方法の一変形例では、工程d)における加熱は、65℃~95℃の範囲の温度で実施される。
【0021】
方法の一変形例では、工程e)における過酸化水素の添加は、過酸化水素溶液の滴下添加によって実施される。
【0022】
方法の一変形例では、工程d)で設定した温度は、過酸化水素を添加している間維持される。
【0023】
方法の一変形例では、工程d)で設定した温度は、過酸化水素を添加した後10分から2時間にわたって維持される。
【0024】
方法の一変形例では、この方法は、追加工程f2):反応混合物を能動冷却する工程を含んでいる。
【0025】
方法の一変形例では、能動的冷却は、氷浴を用いて行われる。
【0026】
方法の一変形例では、この方法は、追加工程g):沈殿生成物を水で洗浄する工程を含んでいる。
【0027】
本発明は、以下、実施例によって詳細に説明される。
【実施例0028】
3,3’,5,5’-テトラ-tert-ブチルビフェニル-2,2’-ジオールの合成(2)
【0029】
【0030】
脱塩水400mL中のn-ドデシル硫酸ナトリウム1.2g(4ミリモル)の溶液に、水酸化ナトリウム64g(1.6モル)および2,4-ジ-tert-ブチルフェノール(3)166.72g(0.8モル)を、攪拌しながら連続して加える。

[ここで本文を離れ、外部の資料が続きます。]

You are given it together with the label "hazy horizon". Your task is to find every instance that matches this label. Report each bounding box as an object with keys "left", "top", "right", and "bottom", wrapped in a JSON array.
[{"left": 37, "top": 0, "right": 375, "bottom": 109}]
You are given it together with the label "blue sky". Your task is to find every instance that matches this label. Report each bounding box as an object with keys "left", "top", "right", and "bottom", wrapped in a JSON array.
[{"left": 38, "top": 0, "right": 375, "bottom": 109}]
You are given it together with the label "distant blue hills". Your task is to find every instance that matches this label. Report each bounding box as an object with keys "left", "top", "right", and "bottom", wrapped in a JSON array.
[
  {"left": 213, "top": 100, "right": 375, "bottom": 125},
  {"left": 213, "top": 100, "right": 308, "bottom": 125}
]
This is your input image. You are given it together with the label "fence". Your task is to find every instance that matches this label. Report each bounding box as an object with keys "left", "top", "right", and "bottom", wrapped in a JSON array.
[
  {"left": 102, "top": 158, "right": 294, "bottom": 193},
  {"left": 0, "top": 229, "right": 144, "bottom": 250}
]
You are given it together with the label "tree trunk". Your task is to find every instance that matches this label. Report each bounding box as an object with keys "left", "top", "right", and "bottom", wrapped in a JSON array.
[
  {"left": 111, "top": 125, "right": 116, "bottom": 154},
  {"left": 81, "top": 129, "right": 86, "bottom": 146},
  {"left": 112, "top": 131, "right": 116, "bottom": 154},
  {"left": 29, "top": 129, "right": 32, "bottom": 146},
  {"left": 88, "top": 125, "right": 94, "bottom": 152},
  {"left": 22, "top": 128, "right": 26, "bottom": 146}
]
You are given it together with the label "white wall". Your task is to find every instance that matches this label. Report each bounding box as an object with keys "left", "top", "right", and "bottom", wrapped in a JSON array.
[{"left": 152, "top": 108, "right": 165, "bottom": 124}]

続いて、この溶液を85℃に加熱する。次に、90分かけて、35%過酸化水素溶液58.4mL(0.674モル)を滴下して加え、反応温度を85℃~90℃の間に維持する。この反応は発熱性であるため、反応温度の維持は、浴温を70℃に下げることによって確保した。滴下添加後、混合物を85℃でさらに30分間撹拌する。続いて、油浴を22℃に設定し、反応溶液を約2時間冷却した。続いて、反応溶液をさらに1時間氷浴に入れる。次に、反応溶液を濾過し、残留物を水40mLで2回洗浄した。得られた固体を真空中で18時間乾燥させた。収量は166.3g(99.2%)であった。
【0031】
実施した実験により、本発明の目的が本発明に係る方法によって達成されることが実証されている。